The Offeror's intention is to acquire all the shares in Vacon. As the Offeror's ownership in Vacon will exceed nine-tenths (9/10) of the shares and voting rights in Vacon after the settlement of the shares already tendered in the Tender Offer, the Offeror intends to initiate compulsory redemption proceedings for the remaining Vacon shares under the Finnish Companies Act.

 

The Offeror may purchase shares in Vacon in trading on NASDAQ OMX Helsinki Ltd. or otherwise at a price not exceeding the offer price of EUR 34.00 per share. For the sake of clarity it is noted that the Offeror will not use its right to extend the offer period by a subsequent offer period as referred to in the terms and conditions of the Tender Offer.

 

Further information

 

  • Danfoss Media Relations, phone +45 70 20 44 88

 

 

Danfoss in brief:

 

Danfoss engineers technologies that enable the world of tomorrow do more with less.

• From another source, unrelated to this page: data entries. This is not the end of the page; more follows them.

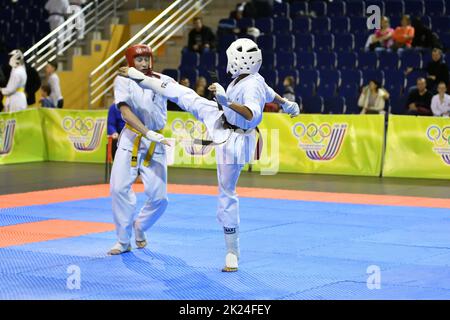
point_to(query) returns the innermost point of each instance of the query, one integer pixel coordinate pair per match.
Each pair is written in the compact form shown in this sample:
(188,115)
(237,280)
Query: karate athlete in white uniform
(140,151)
(14,98)
(243,105)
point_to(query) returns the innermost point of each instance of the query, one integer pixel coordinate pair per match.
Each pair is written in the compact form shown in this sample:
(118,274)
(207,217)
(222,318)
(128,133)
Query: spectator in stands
(440,104)
(57,12)
(201,38)
(419,99)
(382,38)
(404,34)
(372,99)
(437,70)
(46,101)
(264,8)
(423,37)
(53,82)
(115,126)
(79,23)
(185,82)
(288,88)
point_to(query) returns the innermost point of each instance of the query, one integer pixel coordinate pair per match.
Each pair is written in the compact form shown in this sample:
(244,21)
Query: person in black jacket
(201,38)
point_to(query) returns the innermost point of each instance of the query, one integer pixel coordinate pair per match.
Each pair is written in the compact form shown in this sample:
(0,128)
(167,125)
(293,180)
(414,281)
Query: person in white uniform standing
(57,12)
(140,147)
(14,98)
(243,104)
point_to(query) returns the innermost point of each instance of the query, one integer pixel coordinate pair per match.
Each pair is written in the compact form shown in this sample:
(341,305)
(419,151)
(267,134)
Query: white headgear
(244,56)
(16,58)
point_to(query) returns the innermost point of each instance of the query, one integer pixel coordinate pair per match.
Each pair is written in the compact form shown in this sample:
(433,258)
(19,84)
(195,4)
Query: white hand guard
(291,108)
(135,74)
(221,96)
(154,136)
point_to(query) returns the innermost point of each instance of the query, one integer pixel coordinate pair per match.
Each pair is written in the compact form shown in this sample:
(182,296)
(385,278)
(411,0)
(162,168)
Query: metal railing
(163,27)
(95,13)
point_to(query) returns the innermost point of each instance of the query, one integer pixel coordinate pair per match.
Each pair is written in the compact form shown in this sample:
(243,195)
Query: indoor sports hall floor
(302,237)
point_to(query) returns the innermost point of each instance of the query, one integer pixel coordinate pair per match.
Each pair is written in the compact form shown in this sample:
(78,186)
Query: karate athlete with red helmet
(243,104)
(144,110)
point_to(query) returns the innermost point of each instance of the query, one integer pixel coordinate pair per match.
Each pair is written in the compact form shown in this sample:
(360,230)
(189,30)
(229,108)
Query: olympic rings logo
(195,129)
(315,133)
(439,136)
(82,126)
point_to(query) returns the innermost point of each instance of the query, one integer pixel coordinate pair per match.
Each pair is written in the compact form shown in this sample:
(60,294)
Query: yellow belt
(18,90)
(136,144)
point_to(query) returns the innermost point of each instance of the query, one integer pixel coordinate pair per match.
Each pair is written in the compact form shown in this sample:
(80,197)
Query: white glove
(154,136)
(135,74)
(291,108)
(221,96)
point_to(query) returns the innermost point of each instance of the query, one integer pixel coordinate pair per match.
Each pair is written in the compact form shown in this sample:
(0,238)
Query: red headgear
(139,50)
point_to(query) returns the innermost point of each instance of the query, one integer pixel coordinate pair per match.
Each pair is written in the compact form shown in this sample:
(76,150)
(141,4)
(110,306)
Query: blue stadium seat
(367,60)
(189,59)
(395,8)
(269,59)
(347,60)
(351,76)
(355,8)
(306,60)
(336,9)
(344,42)
(298,8)
(265,25)
(320,25)
(360,41)
(282,25)
(326,60)
(358,25)
(285,43)
(313,104)
(301,25)
(435,8)
(411,58)
(191,74)
(225,41)
(286,60)
(283,73)
(208,60)
(281,9)
(305,89)
(271,76)
(369,75)
(304,42)
(318,7)
(426,20)
(388,60)
(340,24)
(330,77)
(266,42)
(334,105)
(308,76)
(348,89)
(411,78)
(245,23)
(324,42)
(441,24)
(415,8)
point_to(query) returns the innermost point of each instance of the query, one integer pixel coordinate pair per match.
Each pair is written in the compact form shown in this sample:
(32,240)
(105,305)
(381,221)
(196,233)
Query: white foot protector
(141,239)
(119,248)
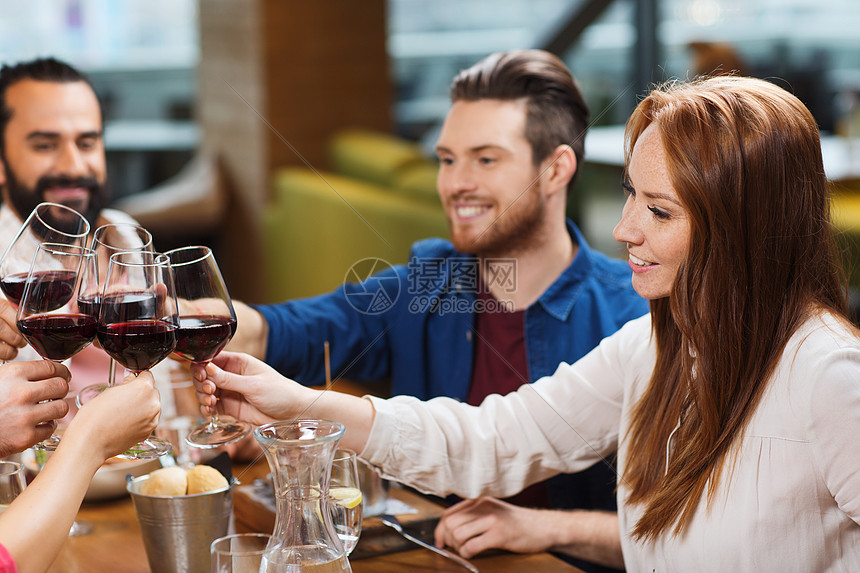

Danfoss meets the growing need for infrastructure, food supply, energy efficiency and climate-friendly solutions. The products and services are used in areas such as refrigeration, air conditioning, heating, motor control and mobile machinery. The company is also active in the field of renewable energy as well as district heating infrastructure for cities and urban communities. Danfoss innovative engineering dates back to 1933 and today the company is a world-leader, employing 22,500 employees and serving customers in more than 100 countries. The company is privately held by the founding family.

 

THIS RELEASE IS NOT A TENDER OFFER DOCUMENT AND AS SUCH DOES NOT CONSTITUTE AN OFFER OR AN INVITATION TO MAKE A SALES OFFER. INVESTORS SHALL ACCEPT THE TENDER OFFER FOR THE SHARES ONLY ON THE BASIS OF THE INFORMATION PROVIDED IN THE TENDER OFFER DOCUMENT. OFFERS WILL NOT BE MADE DIRECTLY OR INDIRECTLY IN ANY JURISDICTION WHERE EITHER THE OFFER OR PARTICIPATION THEREIN IS PROHIBITED BY APPLICABLE LAW OR WHERE THE TENDER OFFER DOCUMENT WOULD HAVE TO BE PUBLISHED OR REGISTERED OR THE OFFER WOULD BE SUBJECT TO OTHER REQUIREMENTS IN ADDITION TO THOSE UNDERTAKEN IN FINLAND. THE TENDER OFFER IS NOT BEING MADE DIRECTLY OR INDIRECTLY IN ANY JURISDICTION WHERE PROHIBITED BY APPLICABLE LAW AND, WHEN PUBLISHED, THE TENDER OFFER DOCUMENT AND RELATED CONSENT FORMS WILL NOT AND MAY NOT BE DISTRIBUTED, FORWARDED OR TRANSMITTED INTO OR FROM ANY JURISDICTION WHERE PROHIBITED BY APPLICABLE LAW. IN PARTICULAR, THE TENDER OFFER IS NOT BEING MADE, DIRECTLY OR INDIRECTLY, IN OR INTO, OR BY USE OF THE POSTAL SERVICE OF, OR BY ANY MEANS OR INSTRUMENTALITY (INCLUDING, WITHOUT LIMITATION, FACSIMILE TRANSMISSION, TELEX, TELEPHONE OR THE INTERNET) OR THROUGH A NATIONAL SECURITIES EXCHANGE OF CANADA, JAPAN, AUSTRALIA, SOUTH AFRICA OR HONG KONG. THE TENDER OFFER CANNOT BE ACCEPTED BY ANY SUCH USE, MEANS OR INSTRUMENTALITY OR FROM WITHIN CANADA, JAPAN, AUSTRALIA, SOUTH AFRICA OR HONG KONG.

 

Special notice to security holders in the United States

 

The Tender Offer described in this announcement is subject to the laws of Finland. It is important for US securities holders to be aware that this press release and all tender offer documentation are subject to disclosure and takeover laws and regulations in Finland that are different from those in the United States. As applicable, the Offeror will comply with Regulation 14E under the US Securities Exchange Act of 1934, as amended in connection with the Offer. Any extension of the Tender Offer into, or any separate tender offer in the United States will be made solely under the accompaniment of Raymond James & Associates, Inc. that is a broker-dealer registered under the US Securities Exchange Act of 1934, as amended.

 

NEITHER THE UNITED STATES SECURITIES AND EXCHANGE COMMISSION NOR ANY U.S. STATE SECURITIES COMMISSION OR REGULATORY AUTHORITY HAS APPROVED OR DISAPPROVED OF THE TENDER OFFER, PASSED UPON THE FAIRNESS OR MERITS OF THIS ANNOUNCEMENT OR DETERMINED WHETHER THIS ANNOUNCEMENT IS ACCURATE OR COMPLETE. ANY REPRESENTATION TO THE CONTRARY IS A CRIMINAL OFFENSE IN THE UNITED STATES.